Alle anders - alle gleich

Unterschiedliche Nationen und Religionen sollen während der Interkulturellen Woche vom 22. bis 28. September in Saarburg zueinanderfinden. Dazu haben der Arbeitskreis "Integration" und der Jugendmigrationsdienst ein interessantes Programm für Jüngere und Erwachsene zusammengestellt. "Alle anders, alle gleich" lautet das Motto - wie bereits im Vorjahr.

Saarburg. (sw) In rund 300 deutschen Städten stehen zum Ende dieses Monats die ausländischen Mitbürger im Mittelpunkt. In der "Interkulturellen Woche" geht es um das Zusammenleben der hier geborenen und zugezogenen Menschen aus aller Herren Länder. "Die ,Interkulturelle Woche' ist eine bundesweite Aktion, die die Kirchen in Deutschland vor vielen Jahren ins Leben gerufen haben", erläutert Thomas Zuche, Mitarbeiter des Jugendmigrationsdienstes des Caritasverbandes für die Region Trier.

"Früher hieß die Aktion ,Woche des ausländischen Mitbürgers'. Saarburg beteiligt sich zum dritten Mal an dieser Initiative", informiert Zuche. Seit Anfang dieses Jahres "hirnt" Thomas Zuche gemeinsam mit den Mitgliedern des 2002 gegründeten Saarburger Arbeitskreises (AK)"Integration" wegen des Programmes der Interkulturellen Woche.

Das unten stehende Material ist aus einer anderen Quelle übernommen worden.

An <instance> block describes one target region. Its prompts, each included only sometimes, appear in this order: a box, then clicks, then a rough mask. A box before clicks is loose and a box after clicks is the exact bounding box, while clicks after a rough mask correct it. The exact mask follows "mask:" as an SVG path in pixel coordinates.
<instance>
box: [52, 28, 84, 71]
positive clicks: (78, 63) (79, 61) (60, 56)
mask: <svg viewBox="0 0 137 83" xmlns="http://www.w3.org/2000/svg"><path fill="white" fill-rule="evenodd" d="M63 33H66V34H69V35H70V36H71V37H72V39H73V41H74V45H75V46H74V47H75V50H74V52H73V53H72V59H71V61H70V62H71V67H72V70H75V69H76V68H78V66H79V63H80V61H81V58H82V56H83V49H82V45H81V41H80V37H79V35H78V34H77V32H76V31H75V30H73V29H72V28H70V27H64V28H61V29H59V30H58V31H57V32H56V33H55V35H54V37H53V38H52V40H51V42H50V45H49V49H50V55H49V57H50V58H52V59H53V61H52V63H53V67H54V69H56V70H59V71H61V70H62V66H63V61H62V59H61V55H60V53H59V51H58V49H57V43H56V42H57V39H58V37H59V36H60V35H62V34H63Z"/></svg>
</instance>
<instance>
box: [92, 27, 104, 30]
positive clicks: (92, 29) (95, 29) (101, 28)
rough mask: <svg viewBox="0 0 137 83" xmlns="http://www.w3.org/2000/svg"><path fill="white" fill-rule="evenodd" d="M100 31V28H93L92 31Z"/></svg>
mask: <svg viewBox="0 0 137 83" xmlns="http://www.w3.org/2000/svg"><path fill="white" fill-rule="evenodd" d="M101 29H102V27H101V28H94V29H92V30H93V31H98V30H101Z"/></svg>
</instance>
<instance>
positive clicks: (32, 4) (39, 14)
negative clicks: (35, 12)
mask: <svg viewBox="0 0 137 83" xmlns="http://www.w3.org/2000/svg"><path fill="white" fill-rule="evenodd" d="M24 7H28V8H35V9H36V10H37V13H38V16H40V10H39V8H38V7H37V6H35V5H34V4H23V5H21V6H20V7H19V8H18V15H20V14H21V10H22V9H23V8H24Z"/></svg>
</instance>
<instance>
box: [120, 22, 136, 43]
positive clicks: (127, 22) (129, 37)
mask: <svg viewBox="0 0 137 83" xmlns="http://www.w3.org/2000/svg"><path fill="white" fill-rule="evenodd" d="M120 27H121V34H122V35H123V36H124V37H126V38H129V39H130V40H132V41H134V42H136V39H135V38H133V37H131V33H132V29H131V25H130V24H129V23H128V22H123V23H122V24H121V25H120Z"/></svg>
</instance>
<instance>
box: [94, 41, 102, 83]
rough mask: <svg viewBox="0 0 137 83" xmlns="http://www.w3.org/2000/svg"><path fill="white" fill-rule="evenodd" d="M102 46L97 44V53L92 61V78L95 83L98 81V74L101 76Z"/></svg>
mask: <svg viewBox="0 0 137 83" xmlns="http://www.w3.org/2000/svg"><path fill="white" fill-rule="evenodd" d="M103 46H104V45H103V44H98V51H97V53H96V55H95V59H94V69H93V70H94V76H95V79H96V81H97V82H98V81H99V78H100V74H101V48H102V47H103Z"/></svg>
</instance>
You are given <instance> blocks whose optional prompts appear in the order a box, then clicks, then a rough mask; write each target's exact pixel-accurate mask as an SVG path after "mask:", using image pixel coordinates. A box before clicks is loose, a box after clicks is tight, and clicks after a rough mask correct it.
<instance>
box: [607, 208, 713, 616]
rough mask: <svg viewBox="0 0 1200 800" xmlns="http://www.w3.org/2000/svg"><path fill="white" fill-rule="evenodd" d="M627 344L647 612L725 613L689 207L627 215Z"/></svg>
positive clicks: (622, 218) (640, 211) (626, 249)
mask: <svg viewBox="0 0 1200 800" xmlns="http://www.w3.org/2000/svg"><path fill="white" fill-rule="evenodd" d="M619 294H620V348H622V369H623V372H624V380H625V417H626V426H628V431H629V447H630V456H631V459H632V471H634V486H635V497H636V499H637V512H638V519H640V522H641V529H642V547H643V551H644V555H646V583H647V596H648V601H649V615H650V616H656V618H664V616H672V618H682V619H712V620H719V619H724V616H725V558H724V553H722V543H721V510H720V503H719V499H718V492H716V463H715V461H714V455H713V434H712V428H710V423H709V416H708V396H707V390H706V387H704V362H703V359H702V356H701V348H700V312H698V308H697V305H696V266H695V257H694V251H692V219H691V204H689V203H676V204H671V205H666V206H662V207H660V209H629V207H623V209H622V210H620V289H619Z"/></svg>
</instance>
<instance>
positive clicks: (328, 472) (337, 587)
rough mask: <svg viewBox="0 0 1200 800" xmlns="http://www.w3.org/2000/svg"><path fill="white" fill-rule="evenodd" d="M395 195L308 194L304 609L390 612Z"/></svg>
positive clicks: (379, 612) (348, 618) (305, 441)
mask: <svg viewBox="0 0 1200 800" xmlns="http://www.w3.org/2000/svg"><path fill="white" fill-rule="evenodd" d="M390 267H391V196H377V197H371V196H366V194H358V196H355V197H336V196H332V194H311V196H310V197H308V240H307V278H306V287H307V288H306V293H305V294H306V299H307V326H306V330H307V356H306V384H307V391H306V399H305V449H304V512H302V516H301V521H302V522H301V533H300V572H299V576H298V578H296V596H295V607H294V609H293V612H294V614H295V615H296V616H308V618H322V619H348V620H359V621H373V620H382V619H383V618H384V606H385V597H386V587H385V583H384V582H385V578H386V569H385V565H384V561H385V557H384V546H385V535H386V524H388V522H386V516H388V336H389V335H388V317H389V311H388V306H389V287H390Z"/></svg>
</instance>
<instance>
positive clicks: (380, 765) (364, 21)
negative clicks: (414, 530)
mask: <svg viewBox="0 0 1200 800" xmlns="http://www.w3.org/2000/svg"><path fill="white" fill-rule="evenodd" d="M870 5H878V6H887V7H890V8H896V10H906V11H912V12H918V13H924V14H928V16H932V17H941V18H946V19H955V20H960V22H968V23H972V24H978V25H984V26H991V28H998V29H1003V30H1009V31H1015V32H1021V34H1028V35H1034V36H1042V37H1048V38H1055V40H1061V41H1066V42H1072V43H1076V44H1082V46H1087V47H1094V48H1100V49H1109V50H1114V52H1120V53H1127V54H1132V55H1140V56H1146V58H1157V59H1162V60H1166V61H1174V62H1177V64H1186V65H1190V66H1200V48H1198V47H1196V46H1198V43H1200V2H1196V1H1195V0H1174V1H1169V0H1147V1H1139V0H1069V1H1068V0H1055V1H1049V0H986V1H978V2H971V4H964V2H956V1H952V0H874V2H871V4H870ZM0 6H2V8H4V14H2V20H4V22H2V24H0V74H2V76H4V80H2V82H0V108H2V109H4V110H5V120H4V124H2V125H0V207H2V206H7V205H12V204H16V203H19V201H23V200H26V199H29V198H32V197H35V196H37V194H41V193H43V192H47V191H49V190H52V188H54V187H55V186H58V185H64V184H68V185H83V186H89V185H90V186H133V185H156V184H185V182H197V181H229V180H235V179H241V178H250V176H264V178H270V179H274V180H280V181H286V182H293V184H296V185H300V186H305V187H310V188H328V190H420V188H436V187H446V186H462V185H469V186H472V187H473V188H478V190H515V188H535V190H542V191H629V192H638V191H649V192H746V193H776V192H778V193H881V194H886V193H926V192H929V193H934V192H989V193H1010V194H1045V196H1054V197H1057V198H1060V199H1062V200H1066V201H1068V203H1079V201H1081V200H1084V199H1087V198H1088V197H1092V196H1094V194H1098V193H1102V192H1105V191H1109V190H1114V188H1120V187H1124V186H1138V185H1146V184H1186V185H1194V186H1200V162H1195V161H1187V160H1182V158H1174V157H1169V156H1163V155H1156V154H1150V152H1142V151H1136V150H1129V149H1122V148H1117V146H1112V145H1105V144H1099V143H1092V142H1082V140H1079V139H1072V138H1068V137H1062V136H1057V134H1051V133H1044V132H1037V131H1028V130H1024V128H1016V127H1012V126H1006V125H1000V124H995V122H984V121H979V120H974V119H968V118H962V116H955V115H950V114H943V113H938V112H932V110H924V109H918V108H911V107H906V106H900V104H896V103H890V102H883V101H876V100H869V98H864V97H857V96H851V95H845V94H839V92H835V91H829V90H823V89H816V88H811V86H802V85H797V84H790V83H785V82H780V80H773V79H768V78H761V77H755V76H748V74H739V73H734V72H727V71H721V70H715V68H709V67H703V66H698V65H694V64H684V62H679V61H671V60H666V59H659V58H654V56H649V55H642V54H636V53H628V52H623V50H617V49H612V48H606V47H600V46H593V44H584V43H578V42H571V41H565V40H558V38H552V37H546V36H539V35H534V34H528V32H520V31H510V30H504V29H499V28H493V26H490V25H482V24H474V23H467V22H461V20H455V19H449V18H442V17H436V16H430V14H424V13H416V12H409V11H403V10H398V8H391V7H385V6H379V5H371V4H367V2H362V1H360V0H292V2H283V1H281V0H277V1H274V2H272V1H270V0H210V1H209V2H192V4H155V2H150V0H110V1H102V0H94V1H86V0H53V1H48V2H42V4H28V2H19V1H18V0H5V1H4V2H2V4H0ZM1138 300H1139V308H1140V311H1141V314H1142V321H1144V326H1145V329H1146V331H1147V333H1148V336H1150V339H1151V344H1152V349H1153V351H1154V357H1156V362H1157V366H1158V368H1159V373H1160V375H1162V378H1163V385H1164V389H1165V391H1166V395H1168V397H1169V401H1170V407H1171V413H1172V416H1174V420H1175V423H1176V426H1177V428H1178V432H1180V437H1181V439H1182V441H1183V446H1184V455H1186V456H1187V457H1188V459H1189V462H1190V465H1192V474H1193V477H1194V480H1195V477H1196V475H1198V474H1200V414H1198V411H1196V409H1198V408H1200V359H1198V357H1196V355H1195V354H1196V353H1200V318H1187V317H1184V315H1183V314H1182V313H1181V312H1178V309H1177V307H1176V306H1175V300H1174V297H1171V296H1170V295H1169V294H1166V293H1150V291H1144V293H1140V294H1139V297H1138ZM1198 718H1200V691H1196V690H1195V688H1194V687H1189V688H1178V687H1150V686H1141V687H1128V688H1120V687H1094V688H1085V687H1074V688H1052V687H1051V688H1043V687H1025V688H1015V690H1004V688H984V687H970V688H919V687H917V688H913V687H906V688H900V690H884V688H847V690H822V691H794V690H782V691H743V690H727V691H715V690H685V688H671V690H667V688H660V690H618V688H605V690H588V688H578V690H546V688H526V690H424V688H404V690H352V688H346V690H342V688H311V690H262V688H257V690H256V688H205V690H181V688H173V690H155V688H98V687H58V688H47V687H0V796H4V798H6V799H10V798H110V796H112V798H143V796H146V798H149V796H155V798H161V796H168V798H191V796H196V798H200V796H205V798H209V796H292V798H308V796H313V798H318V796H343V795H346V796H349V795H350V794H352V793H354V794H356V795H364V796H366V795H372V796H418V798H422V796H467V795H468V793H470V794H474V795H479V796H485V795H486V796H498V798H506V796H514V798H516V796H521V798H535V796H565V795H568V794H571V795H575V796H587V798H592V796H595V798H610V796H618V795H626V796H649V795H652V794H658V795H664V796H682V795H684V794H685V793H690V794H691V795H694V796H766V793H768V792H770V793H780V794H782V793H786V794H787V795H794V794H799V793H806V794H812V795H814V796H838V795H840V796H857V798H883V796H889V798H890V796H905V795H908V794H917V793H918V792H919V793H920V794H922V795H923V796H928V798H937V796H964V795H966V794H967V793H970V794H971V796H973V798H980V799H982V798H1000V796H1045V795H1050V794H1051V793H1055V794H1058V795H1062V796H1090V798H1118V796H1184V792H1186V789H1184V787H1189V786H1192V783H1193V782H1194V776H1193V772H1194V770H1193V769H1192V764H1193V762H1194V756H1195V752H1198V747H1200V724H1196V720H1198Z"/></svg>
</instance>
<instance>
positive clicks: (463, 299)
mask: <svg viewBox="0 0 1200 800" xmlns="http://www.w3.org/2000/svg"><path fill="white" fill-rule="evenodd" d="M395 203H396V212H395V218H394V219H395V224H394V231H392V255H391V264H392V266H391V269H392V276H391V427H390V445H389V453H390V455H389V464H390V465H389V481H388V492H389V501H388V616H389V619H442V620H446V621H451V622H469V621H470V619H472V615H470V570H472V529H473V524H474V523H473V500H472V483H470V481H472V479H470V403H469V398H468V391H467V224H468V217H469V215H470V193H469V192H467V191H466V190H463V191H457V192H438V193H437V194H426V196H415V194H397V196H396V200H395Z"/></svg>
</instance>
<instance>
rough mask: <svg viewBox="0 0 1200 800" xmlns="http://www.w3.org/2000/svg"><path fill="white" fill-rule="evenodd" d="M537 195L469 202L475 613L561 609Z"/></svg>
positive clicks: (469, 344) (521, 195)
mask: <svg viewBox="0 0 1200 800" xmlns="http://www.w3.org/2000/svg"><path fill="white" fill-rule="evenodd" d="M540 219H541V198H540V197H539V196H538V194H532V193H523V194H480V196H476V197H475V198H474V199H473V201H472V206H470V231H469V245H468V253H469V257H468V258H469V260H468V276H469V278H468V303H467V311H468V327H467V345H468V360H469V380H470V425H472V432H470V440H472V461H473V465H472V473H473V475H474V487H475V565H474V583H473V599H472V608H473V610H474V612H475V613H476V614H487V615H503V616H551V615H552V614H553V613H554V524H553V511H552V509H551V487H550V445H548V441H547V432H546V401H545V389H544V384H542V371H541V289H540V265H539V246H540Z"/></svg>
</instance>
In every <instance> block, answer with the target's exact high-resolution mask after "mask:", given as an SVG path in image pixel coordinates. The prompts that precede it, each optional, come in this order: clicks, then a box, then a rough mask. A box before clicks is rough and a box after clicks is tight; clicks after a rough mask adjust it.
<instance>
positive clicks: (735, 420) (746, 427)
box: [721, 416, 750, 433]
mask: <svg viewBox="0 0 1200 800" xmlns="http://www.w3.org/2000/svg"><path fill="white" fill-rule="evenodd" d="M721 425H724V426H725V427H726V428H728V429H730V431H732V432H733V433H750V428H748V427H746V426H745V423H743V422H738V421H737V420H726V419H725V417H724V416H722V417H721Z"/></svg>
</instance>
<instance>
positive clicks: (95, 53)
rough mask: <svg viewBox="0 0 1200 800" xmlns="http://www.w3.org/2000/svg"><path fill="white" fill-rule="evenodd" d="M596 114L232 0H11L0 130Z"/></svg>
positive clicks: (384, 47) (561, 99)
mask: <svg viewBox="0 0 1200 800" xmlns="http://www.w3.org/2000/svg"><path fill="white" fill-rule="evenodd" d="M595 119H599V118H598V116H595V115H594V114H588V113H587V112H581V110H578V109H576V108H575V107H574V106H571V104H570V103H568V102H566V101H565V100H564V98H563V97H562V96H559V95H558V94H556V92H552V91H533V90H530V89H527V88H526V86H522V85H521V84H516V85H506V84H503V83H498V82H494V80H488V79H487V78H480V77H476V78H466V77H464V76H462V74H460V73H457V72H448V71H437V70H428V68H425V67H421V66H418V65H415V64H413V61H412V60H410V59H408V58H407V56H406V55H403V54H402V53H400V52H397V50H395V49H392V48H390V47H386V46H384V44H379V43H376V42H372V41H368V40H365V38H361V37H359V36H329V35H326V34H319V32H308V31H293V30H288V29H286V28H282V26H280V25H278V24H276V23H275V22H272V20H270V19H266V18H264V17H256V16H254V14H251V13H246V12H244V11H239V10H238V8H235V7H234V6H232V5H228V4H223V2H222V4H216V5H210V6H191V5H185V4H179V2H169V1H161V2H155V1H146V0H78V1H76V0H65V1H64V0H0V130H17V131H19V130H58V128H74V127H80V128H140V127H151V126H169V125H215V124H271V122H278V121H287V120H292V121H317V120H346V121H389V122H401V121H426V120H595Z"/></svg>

"Es geht darum, die Menschen verschiedener Nationen zusammenzubringen und auf beiden Seiten etwas über die Traditionen, die Kultur, Erfahrungen und Religionen des anderen zu erfahren", beschreibt Hélène de Wolf vom AK die Motivation. Über Vorträge, die Möglichkeit zur Diskussion und Mitmach-Aktionen soll dies gelingen.

Start ist am Montag, 22. September, um 20 Uhr mit einem interreligiösen Gespräch im Pfarrheim St. Laurentius. "An diesem Abend geht es darum, zu beleuchten, wie friedensfähig die Religionen sind und was sie zum Frieden in der Welt beitragen", beschreibt Thomas Zuche. Referentinnen sind eine Katholikin, eine Jüdin, eine Muslima und eine Anhängerin der Baha'i-Religion aus Trier, Köln und Koblenz. Etwa zwei Stunden sind für das Gespräch angesetzt, bei dem auch die Zuhörer fleißig mitreden sollen.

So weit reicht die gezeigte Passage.